There is no way to control heat transfer through this network, so building managers configure boiler systems to treat a building as a single zone keeping the coldest apartment above a minimum statutory temperature. This results in overheating of the other spaces in the building due to differences in exposure, level of insulation, distribution system heating, and radiator size. Regulation of individual apartment temperatures is usually accomplished by venting the excess heat through open windows. The New York State Energy Research & Development Authority estimates that 15 to 30 percent of the heat is wasted by overheating of steam buildings.
Radiator Labs developed a mechanism that allows heating systems to control heat transfer at each radiator. The Radiator Labs design utilizes an insulating radiator enclosure and control system that allows heat transfer to be turned on and off. The enclosure traps warm air inside the enclosure, and the control system can meter this heat into the room through a fan that forces air through the system.

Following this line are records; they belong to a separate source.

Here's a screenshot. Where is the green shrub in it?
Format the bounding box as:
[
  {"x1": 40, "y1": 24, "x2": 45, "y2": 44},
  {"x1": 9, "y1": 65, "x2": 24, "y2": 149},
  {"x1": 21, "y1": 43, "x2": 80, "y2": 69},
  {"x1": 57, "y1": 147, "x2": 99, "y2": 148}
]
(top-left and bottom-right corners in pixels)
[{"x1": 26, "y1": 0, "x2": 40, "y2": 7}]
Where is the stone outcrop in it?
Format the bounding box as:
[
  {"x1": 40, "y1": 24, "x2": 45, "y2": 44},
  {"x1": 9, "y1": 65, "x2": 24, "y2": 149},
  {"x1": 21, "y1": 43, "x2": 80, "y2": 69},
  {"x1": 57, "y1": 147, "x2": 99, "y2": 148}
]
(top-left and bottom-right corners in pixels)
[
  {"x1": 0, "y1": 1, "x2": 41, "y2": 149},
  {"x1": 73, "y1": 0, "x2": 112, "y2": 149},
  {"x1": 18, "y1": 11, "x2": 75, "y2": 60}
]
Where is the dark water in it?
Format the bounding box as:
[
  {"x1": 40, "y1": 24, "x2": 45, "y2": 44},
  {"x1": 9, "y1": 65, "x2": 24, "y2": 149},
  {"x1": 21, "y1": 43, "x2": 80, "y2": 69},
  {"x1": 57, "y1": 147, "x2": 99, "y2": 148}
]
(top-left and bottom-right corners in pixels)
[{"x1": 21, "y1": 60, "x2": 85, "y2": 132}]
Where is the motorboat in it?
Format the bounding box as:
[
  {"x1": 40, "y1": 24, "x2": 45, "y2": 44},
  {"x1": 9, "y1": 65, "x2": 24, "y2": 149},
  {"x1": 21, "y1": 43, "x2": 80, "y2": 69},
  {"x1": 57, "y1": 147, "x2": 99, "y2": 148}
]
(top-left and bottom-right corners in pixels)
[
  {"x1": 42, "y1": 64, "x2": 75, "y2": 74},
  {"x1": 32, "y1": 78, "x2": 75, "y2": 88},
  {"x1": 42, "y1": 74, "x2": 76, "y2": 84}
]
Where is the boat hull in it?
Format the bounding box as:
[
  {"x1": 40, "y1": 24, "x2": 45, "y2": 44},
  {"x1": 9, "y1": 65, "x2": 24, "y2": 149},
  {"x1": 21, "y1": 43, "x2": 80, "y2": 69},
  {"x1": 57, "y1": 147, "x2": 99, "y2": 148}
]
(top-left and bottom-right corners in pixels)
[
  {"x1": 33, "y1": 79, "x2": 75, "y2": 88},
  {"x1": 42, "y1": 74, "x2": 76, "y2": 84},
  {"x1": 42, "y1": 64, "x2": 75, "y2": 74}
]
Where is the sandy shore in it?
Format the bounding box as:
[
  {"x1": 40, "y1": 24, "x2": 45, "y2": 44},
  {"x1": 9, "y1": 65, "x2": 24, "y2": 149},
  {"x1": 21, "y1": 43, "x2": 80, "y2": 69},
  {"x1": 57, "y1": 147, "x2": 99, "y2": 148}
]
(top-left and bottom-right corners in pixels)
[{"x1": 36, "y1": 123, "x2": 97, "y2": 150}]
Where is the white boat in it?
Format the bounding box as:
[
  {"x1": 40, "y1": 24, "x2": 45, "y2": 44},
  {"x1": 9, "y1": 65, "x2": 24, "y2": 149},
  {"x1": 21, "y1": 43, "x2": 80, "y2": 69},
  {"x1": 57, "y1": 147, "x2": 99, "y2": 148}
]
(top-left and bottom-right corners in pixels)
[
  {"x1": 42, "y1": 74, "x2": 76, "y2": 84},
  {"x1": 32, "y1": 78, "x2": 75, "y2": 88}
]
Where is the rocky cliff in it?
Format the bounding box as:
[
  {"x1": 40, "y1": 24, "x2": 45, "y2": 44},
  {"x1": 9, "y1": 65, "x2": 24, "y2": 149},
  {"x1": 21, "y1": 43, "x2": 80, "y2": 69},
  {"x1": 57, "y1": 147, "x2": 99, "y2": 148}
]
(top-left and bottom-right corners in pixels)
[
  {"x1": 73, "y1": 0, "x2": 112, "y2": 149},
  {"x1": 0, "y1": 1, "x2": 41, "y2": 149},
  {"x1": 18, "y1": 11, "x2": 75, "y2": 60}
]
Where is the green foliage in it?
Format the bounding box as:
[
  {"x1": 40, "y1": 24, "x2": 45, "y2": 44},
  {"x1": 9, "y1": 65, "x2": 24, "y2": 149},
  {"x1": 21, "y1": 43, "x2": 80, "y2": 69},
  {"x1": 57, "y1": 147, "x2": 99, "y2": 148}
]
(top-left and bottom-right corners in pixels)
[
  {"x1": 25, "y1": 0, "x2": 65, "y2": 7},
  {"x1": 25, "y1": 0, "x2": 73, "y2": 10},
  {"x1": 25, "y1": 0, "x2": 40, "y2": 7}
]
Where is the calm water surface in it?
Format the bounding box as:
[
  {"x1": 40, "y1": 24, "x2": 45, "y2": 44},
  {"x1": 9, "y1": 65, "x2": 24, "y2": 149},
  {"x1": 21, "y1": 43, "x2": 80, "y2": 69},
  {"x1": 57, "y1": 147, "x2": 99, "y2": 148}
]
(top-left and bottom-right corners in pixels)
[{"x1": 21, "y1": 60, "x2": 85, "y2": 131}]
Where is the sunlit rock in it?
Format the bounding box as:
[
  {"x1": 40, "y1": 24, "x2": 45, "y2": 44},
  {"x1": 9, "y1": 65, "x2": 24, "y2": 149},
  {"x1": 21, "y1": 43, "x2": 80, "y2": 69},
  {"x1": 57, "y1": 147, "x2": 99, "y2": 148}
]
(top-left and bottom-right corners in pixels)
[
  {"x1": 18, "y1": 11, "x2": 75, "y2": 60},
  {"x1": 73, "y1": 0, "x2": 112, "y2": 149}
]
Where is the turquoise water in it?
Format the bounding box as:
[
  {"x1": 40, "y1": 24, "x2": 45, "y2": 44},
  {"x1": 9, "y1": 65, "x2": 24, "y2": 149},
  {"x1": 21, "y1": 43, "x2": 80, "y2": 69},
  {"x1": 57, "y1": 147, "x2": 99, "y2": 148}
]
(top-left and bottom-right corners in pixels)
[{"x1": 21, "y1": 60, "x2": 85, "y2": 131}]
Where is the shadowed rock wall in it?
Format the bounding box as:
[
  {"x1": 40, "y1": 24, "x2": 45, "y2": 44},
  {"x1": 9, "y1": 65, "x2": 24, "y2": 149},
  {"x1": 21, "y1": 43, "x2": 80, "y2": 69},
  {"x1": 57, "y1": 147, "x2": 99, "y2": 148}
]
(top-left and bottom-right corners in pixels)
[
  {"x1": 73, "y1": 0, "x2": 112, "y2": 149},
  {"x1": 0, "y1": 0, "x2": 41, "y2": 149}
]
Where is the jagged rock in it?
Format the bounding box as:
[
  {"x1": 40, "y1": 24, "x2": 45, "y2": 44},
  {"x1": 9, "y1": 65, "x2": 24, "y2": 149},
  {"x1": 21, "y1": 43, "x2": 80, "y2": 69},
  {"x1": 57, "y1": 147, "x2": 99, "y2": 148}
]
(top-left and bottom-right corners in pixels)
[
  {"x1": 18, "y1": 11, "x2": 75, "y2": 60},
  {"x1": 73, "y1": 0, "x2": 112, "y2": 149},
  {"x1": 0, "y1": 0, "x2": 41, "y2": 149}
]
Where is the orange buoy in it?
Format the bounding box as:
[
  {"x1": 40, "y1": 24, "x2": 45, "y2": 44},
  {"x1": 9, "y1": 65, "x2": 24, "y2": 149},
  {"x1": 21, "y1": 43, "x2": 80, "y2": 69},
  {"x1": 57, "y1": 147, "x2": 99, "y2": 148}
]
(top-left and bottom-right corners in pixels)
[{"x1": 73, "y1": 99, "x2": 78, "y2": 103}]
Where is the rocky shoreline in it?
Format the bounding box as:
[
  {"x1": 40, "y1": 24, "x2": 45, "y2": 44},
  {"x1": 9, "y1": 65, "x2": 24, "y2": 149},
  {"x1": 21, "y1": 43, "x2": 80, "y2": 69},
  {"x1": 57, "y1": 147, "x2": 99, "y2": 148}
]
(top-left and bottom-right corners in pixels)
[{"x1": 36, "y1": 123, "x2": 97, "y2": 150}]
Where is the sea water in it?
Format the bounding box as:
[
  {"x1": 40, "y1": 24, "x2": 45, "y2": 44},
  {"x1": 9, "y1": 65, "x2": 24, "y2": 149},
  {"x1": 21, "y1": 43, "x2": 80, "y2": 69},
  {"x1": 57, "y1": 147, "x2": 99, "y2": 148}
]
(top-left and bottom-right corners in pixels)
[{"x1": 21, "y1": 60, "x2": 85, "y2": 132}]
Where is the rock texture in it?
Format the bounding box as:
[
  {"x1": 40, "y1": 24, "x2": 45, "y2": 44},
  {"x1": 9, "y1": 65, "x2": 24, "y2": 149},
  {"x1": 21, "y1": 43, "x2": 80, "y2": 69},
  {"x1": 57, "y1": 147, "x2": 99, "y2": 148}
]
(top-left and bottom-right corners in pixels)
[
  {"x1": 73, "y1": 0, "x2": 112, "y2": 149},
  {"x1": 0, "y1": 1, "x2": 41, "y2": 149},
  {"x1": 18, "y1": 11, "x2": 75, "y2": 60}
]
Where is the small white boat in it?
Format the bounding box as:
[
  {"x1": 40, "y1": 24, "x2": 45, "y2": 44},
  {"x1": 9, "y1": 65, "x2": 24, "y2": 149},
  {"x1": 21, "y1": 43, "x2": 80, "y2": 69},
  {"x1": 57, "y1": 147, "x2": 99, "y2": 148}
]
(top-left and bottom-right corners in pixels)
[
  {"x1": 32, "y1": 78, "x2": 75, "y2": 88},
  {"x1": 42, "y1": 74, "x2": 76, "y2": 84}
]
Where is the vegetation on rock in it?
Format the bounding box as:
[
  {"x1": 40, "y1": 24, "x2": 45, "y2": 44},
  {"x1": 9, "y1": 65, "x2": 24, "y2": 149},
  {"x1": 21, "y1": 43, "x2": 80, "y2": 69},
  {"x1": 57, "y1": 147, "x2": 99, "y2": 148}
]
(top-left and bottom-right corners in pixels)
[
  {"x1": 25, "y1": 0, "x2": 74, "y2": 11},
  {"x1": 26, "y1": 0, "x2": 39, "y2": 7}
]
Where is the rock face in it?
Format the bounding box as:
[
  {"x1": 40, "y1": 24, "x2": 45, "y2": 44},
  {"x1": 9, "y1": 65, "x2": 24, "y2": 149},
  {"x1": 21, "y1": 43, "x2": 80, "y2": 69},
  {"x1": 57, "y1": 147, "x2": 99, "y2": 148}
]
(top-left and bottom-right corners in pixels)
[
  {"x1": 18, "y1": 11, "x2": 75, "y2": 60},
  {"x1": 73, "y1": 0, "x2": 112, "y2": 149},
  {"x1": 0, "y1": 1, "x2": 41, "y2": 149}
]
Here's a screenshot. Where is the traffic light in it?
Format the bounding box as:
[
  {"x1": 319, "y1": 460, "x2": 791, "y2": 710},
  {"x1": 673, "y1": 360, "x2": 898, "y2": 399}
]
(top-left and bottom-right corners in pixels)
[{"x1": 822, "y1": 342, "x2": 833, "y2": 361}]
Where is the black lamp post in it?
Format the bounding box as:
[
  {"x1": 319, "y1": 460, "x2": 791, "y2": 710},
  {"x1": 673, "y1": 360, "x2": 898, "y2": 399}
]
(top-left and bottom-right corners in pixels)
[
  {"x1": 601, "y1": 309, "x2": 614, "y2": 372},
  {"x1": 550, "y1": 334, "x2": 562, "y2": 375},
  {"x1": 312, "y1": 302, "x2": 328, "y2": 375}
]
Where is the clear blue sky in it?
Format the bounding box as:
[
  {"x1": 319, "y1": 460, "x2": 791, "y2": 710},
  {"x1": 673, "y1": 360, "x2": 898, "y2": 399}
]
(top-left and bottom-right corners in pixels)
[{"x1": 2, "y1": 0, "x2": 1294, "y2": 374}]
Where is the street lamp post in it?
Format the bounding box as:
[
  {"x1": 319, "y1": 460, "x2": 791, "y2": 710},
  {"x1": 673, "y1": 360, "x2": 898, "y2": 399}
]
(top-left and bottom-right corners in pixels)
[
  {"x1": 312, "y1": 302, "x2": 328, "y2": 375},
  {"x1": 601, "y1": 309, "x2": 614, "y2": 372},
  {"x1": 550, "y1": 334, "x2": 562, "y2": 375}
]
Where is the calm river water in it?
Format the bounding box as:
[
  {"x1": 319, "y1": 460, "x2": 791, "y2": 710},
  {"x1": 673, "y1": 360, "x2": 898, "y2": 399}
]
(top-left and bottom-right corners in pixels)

Based on NYSERDA estimates for waste-heat in conjunction with a preliminary pilot installation, the Radiator Labs system will save approximately 20 percent of a steam-heated building’s energy costs when installed at all radiators on the property. The successful limitation of heat transfer will conserve energy in the central heating system, decreasing the boiler burn duration, and resulting in lower energy consumption. This represents an achievable savings of more than 2 percent of all energy used to heat residential structures in the United States, a potential savings of over $4 billion per year.